Now it appears that the risk of brain trauma may also affect much younger athletes. According to a new study in JAMA Network Open, high-school football players can show alterations in brain tissue too. While it’s impossible to determine the presence of CTE without conducting an autopsy of the brain, the work provided disturbing evidence that playing the game early in life may lead to serious problems later on.

- - Football Can Damage the Brains of High-School Players, Jeffrey Kluger, Time

And, coming back to Messner in the LA Times:

Sometimes, when we think about gender equity we ask the wrong questions, based on the assumption that equity means girls and women striving to do what boys and men have been doing for decades. In this case, instead of asking why girls don’t play tackle football, more people are starting to ask why boys do, while suggesting that it may be time to start moving boys — starting with youth sports and extending into middle school and high school — into flag football.
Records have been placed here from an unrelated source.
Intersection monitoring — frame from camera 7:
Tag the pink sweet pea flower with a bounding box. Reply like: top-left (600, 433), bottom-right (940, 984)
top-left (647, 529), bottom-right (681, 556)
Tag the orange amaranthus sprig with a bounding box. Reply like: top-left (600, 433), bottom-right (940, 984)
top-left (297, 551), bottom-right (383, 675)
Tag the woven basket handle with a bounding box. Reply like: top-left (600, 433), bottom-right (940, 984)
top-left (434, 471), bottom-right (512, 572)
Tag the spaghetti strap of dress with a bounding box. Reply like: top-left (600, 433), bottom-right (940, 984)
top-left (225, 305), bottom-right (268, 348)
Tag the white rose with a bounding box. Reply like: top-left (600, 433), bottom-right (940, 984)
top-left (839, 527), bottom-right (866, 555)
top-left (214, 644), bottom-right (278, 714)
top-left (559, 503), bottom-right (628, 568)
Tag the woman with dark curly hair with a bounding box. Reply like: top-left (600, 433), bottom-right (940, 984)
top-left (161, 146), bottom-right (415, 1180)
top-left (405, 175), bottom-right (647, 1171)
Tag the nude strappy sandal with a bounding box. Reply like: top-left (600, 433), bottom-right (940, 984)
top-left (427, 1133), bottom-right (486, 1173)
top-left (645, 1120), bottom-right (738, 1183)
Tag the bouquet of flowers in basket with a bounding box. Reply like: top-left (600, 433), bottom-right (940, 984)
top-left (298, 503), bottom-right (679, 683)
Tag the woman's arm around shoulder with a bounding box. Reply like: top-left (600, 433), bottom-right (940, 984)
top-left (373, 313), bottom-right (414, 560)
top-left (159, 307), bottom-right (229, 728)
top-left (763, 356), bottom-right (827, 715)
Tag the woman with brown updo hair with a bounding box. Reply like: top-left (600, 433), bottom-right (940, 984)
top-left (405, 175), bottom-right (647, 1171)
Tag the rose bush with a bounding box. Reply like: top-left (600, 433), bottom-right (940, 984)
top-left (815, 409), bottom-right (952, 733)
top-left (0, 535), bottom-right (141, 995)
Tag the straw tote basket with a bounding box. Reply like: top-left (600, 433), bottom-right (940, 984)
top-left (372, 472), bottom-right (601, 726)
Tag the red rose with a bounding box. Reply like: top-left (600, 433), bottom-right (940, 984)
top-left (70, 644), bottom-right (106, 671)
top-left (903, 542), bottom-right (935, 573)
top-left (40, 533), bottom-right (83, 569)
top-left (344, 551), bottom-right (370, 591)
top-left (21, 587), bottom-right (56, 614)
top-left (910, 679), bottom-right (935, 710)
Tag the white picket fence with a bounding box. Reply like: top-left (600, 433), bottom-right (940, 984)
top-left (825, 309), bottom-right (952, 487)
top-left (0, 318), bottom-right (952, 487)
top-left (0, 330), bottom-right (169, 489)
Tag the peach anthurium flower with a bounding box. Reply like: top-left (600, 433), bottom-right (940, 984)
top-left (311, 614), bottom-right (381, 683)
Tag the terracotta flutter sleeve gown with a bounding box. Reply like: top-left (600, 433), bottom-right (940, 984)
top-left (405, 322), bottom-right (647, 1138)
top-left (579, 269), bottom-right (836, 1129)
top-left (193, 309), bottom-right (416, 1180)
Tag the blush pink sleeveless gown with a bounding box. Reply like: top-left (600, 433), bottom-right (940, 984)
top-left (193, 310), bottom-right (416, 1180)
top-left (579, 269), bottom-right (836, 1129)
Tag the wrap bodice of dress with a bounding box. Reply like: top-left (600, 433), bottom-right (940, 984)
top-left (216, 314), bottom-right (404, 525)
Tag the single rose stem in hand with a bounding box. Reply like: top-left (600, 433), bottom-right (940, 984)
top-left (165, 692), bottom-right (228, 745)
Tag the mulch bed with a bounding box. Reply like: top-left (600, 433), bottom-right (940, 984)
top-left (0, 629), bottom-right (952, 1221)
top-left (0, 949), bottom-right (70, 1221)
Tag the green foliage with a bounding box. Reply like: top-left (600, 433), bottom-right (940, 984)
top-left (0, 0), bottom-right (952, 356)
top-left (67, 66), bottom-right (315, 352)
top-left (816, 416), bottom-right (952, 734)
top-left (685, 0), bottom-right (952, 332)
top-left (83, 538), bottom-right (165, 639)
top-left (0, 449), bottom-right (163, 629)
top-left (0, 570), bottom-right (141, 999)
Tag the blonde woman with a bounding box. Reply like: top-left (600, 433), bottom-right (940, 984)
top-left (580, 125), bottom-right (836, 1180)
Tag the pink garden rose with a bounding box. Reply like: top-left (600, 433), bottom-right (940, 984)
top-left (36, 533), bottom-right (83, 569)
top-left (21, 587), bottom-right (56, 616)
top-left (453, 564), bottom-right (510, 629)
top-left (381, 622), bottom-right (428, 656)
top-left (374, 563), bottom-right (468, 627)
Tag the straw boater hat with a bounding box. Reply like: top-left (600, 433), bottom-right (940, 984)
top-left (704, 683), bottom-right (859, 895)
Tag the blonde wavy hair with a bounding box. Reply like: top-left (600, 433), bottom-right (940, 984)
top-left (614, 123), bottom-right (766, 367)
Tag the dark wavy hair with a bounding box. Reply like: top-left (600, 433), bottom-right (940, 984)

 - - If tackle football isn’t safe for girls, why do we let boys play? , Michael A. Messner, LA Times Voices

That’s a very good question. If tackle football isn’t safe for girls, why do we let boys play? Why, indeed? I think I know why. Far too many people are emotionally invested in this almost sanctified world of high school football. They must reenact those all-important spirit rituals and bask in the nexus of group pleasure and collective identity.

If we continue to sacrifice young men on this cultural altar we are a very primitive people, in my opinion. 


Village Green/Town² Comments


*In the same way, we might also say that professional football, “…and its accompanying spirit rituals, remains a key nexus of group pleasure and collective identity.”